US SPX 500 – fundamental overview
It seems reality is finally setting in for stock market participants into 2016, with any bullishness from the Fed’s confidence in initiating liftoff, offset by harsher realities. The fact that the Fed will be looking to raise rates four times this year should be somewhat concerning to a market that has been supported to record highs over the past several years on near zero interest rate policy. This in conjunction with serious worry over the China outlook and rising geopolitical tensions should continue to weigh on stocks going forward. Certainly another round of Yuan weakness and a circuit breaker on China stocks are not helping matters into Thursday, with this news easily offsetting any demand from what had been a more dovish read of the FOMC Minutes. Looking to the economic calendar, we get US data that features Challenger jobs and initial jobless claims. On the official circuit, Fed Evans and Lacker are due later in the day.

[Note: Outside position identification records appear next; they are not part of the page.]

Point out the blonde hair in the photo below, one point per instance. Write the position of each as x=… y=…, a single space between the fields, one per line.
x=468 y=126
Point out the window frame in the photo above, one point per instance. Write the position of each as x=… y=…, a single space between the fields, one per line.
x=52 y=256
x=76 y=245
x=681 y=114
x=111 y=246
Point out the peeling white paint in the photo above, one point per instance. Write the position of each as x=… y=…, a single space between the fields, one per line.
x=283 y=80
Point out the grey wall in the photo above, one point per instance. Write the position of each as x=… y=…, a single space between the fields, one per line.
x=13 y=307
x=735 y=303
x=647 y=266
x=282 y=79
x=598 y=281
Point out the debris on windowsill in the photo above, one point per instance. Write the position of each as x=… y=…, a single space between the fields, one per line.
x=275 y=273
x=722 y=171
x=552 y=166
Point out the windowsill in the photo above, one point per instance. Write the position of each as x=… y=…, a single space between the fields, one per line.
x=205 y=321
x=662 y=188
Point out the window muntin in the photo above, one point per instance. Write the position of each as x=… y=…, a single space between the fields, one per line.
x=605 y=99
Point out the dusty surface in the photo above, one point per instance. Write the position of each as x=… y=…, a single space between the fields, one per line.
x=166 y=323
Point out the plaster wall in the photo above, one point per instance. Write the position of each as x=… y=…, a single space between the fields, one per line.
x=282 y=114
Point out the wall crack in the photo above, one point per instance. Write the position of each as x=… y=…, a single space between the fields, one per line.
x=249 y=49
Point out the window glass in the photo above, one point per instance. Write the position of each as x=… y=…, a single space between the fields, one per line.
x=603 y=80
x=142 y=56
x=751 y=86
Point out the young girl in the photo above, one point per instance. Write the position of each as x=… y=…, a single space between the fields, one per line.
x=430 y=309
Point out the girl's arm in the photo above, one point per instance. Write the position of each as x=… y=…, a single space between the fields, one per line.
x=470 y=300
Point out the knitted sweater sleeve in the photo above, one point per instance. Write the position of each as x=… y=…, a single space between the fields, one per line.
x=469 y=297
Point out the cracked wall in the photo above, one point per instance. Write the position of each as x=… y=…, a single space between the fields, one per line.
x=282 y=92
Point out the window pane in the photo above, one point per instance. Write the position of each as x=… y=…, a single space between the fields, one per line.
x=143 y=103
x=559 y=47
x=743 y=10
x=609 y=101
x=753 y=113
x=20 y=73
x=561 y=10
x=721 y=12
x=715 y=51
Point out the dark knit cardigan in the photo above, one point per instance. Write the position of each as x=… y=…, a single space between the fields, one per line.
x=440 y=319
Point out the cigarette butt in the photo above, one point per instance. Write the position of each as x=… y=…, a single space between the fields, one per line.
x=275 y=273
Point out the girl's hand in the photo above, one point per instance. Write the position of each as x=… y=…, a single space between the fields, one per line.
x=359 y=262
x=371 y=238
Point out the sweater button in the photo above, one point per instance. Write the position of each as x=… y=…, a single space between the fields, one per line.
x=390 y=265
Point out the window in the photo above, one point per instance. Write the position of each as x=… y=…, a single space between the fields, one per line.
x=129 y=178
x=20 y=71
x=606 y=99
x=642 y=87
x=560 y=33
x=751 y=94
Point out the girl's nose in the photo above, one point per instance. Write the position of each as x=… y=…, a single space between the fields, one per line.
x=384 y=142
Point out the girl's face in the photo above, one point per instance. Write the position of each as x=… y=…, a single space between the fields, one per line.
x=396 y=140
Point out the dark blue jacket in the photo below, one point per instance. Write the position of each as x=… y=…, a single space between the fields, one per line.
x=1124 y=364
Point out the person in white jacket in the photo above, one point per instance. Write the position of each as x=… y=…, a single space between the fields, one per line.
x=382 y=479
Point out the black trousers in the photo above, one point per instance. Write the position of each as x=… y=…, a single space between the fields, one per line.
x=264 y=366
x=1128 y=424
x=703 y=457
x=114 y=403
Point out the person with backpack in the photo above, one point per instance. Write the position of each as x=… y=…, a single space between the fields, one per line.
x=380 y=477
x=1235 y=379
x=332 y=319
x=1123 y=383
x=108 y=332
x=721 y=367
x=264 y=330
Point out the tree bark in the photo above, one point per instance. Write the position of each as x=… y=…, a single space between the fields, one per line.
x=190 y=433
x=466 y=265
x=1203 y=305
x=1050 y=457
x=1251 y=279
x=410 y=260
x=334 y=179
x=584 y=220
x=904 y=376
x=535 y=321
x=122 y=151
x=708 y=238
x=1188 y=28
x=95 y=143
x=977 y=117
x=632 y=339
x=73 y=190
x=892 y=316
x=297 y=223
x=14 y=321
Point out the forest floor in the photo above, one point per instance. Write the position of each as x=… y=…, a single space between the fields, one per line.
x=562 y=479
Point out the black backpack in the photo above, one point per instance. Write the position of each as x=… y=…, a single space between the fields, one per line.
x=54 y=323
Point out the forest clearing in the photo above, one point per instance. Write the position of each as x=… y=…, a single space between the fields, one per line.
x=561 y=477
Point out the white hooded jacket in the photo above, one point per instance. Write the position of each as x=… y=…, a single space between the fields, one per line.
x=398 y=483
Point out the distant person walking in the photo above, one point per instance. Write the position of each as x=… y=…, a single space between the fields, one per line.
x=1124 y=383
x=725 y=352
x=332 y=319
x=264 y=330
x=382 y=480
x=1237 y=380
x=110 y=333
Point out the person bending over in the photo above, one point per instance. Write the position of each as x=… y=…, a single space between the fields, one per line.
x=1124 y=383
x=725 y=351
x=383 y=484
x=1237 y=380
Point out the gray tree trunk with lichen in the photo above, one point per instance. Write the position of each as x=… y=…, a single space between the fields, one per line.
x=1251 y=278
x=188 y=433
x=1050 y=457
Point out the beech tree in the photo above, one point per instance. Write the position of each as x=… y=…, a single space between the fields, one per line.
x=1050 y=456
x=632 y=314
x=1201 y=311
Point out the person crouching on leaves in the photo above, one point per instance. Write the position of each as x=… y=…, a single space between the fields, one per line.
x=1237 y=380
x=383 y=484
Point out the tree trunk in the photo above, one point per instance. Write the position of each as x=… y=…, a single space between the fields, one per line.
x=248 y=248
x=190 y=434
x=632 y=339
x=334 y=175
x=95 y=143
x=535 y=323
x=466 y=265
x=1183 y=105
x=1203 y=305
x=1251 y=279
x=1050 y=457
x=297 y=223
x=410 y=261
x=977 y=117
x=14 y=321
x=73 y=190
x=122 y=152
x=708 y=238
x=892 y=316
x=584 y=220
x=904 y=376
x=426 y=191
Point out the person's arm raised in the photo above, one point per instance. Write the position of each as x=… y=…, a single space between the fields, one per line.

GOLD (SPOT) – technical overview
Starting to see signs of a potential structural shift in this market, following the latest break back above 1100. The upside breaks suggests the market is putting in a meaningful base at the recent multi-year low of 1046, opening the door for an acceleration of gains towards 1200 in the days ahead. Still, a daily close above 1100 would be required to confirm the bullish shift and officially take the immediate pressure off the downside.
GOLD (SPOT) – fundamental overview
Despite favourable US Dollar fundamentals as the Fed finally initiates liftoff, GOLD is finding formidable support into this latest dip, given deteriorating global sentiment and uncertainty in the air, most recently brought on by a worrisome China outlook and rising geopolitical tensions. Longer term macro players have been accumulating the metal as a hedge against an overinflated equity market that could be on the verge of major capitulation. A more dovish read of the FOMC Minutes on Wednesday could also be helping to prop. A large round of buy stops have been cleared on the break of $1100.
Feature – technical overview
USDSGDÂ looks to be wanting to end a period of multi-week consolidation, following this latest break of the range to a fresh multi-year high. Look for a weekly close above 1.4400 to confirm the bullish shift and open the next major upside extension towards 1.5000 over the coming weeks. However, inability to hold above 1.4400 could warn of exhaustion and the potential for a bearish reversal back towards the range low.
Feature – fundamental overview
Price action in emerging market Asia FX has been all about China, with this latest slide in the Yuan and circuit break on China stocks fueling another round of Singapore Dollar weakness to fresh multi-year lows. The Singapore Dollar has since recovered from its Thursday low, with comments from the China Foreign Exchange Trade System attempting to downplay the Yuan weakness. Still, with sentiment deteriorating and a very real risk for additional Yuan depreciation, any recoveries in the emerging market currency are expected to be short-lived. China’s attempts earlier in the week to stabilise markets with a liquidity injection did nothing to bolster sentiment and there is a worry that intervention may no longer be as effective as it once was.